Asked whether the Manalos could be held liable for causing public alarm, Pagdilao said: “I don’t think they caused alarm because it was quiet inside the compound.”
INC spokesperson Edwil Zabala arrived and spoke to Pagdilao and to reporters.
“There is no hostage. There is no abduction. No one is being held against their will,” Zabala told reporters.
He criticized Angel and Tenny for accusing the INC executive minister of corruption.
“Brother Eduardo Manalo is not doing anything against them.
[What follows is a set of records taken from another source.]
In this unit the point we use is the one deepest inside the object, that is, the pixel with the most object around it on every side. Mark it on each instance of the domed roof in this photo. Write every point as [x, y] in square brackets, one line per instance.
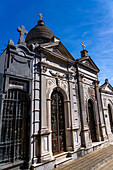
[40, 31]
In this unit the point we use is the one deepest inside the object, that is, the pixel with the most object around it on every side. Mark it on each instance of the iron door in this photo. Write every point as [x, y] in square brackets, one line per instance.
[57, 123]
[15, 118]
[92, 122]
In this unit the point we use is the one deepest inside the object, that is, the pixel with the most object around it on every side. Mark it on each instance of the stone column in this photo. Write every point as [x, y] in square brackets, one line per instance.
[85, 139]
[100, 112]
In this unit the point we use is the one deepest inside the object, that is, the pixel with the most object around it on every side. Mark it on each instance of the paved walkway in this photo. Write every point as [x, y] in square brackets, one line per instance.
[93, 160]
[106, 166]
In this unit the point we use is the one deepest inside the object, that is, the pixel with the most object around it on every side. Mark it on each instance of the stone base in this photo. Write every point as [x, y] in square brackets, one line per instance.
[68, 156]
[110, 137]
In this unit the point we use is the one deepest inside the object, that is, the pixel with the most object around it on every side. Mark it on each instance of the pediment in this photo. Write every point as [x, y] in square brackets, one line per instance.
[106, 87]
[88, 62]
[58, 49]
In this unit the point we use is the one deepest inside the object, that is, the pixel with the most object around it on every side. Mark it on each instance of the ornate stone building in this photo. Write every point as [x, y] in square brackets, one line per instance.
[52, 109]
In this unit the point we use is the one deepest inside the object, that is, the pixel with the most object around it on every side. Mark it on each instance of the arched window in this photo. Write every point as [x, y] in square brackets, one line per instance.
[57, 122]
[14, 128]
[110, 117]
[92, 121]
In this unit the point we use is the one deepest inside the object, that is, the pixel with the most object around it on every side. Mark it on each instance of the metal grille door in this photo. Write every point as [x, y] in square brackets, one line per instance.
[92, 121]
[14, 126]
[57, 123]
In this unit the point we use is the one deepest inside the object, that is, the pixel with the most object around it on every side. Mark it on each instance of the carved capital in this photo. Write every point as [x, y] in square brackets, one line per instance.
[80, 77]
[70, 76]
[97, 83]
[43, 69]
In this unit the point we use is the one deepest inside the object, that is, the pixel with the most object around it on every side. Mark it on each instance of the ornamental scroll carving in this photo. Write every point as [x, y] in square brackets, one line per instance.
[57, 74]
[52, 83]
[43, 69]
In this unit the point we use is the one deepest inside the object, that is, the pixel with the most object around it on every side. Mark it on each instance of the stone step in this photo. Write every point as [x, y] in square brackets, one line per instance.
[63, 161]
[60, 156]
[91, 160]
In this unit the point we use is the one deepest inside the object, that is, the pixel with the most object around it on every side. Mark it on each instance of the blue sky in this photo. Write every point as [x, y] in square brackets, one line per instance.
[73, 21]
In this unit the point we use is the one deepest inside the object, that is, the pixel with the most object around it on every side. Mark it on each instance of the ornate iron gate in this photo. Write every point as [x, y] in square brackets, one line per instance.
[92, 121]
[14, 125]
[110, 117]
[57, 123]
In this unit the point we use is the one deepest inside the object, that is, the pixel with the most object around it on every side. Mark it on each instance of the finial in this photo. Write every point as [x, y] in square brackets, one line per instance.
[83, 45]
[106, 80]
[22, 33]
[40, 15]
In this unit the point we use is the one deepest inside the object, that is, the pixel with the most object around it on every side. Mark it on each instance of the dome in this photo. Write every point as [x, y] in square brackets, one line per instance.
[40, 33]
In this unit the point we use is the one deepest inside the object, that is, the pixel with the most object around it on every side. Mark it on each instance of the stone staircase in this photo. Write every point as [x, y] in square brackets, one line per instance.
[90, 161]
[62, 159]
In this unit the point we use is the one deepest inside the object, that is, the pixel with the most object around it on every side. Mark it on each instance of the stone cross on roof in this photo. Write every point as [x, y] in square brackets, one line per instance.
[22, 33]
[40, 15]
[83, 45]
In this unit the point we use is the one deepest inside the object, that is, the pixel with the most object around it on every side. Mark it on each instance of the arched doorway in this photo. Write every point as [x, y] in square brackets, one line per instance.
[92, 121]
[57, 122]
[14, 142]
[110, 117]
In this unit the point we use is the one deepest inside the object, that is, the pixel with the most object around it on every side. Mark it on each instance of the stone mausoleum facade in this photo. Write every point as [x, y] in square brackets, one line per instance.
[52, 109]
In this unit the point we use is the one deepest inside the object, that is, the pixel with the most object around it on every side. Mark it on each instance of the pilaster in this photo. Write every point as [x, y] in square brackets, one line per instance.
[100, 113]
[86, 141]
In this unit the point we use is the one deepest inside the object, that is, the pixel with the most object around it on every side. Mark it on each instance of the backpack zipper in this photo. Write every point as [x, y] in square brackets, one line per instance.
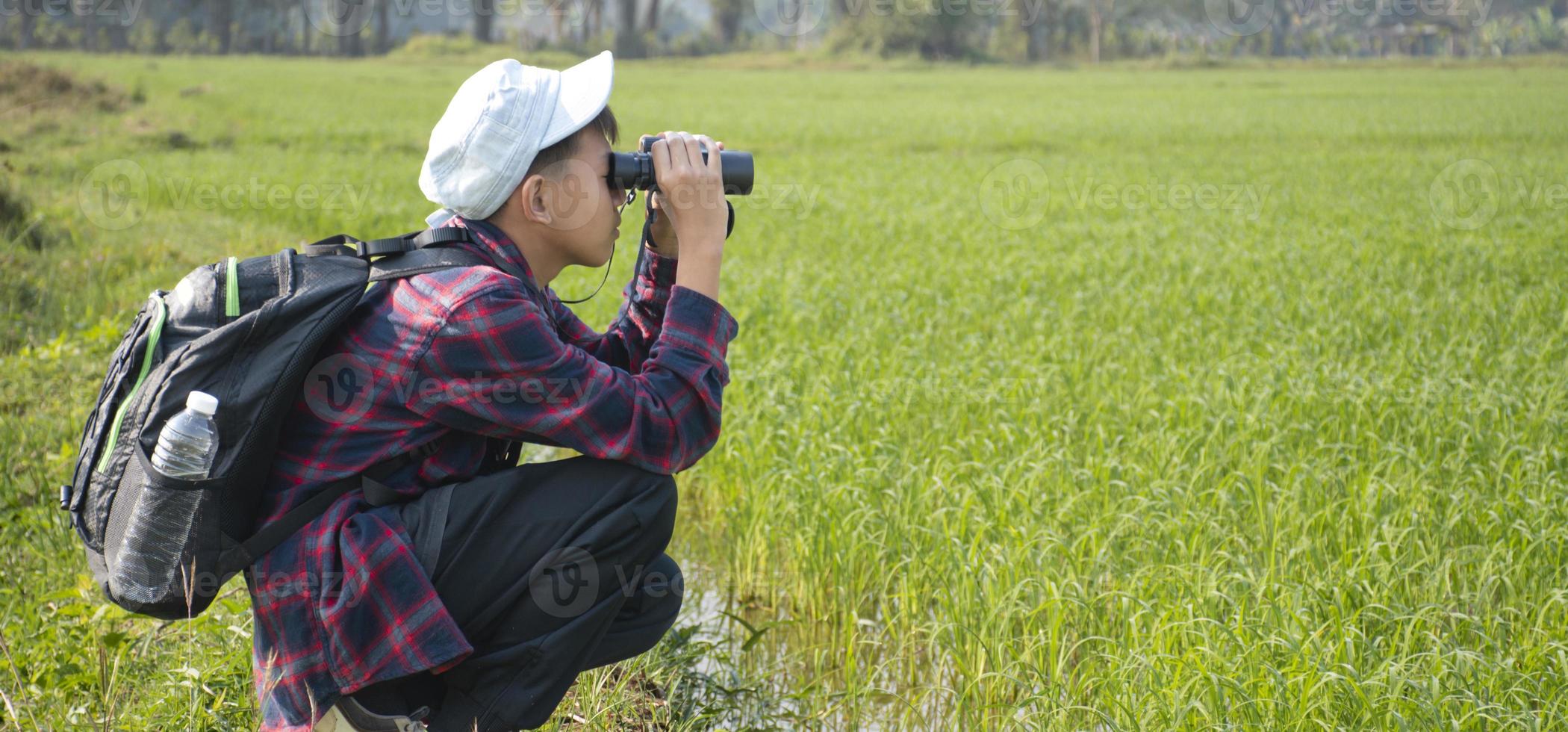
[146, 365]
[232, 289]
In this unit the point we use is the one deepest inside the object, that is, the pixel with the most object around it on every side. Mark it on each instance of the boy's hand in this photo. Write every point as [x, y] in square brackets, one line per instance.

His administration is free from irregularities,” Zabala said.
Angel also spoke to reporters and explained that the sign that read “hostage” and seen in the window of the house earlier was the work of a child.
“I did not say that we were being held hostage. A child had been joking,” Angel told reporters.
That statement, INC said, was proof that Angel’s allegations were false.
“What the police, the media and the local government saw when they went to the housing compound on Thursday night was sufficient proof that the person claiming that he was being held hostage, that there was an abduction, was lying. He (Angel) himself admitted that there was nobody taking them hostage. I think that says it all that there’s no truth to the allegations,” Zabala told reporters in an interview in the INC Central Office in Quezon City.
“After he claimed that he was being held hostage, that night, when nothing was happening, he admitted that he was not being held hostage. So for us that’s sufficient, let’s add nothing to it,” Zabala added.
Zabala begged off from further commenting on the feud in the Manalo family, saying INC was concentrating on preparations for the group’s 101st anniversary on July 27.
Despite denying that he and his mother were being held hostage, Angel insisted to reporters that some INC ministers had been kidnapped.
“There are so many irregularities. Worse is that there are missing ministers,” Angel said.
He disclosed irregular practices in INC, including developing projects that did not accord with the group’s teachings.
One of those projects, he said, was the $200-million, 55,000-seat Philippine Arena in Ciudad de Victoria in Santa Maria, Bulacan province.
He said the project should not have pushed through because INC’s priority was building chapels.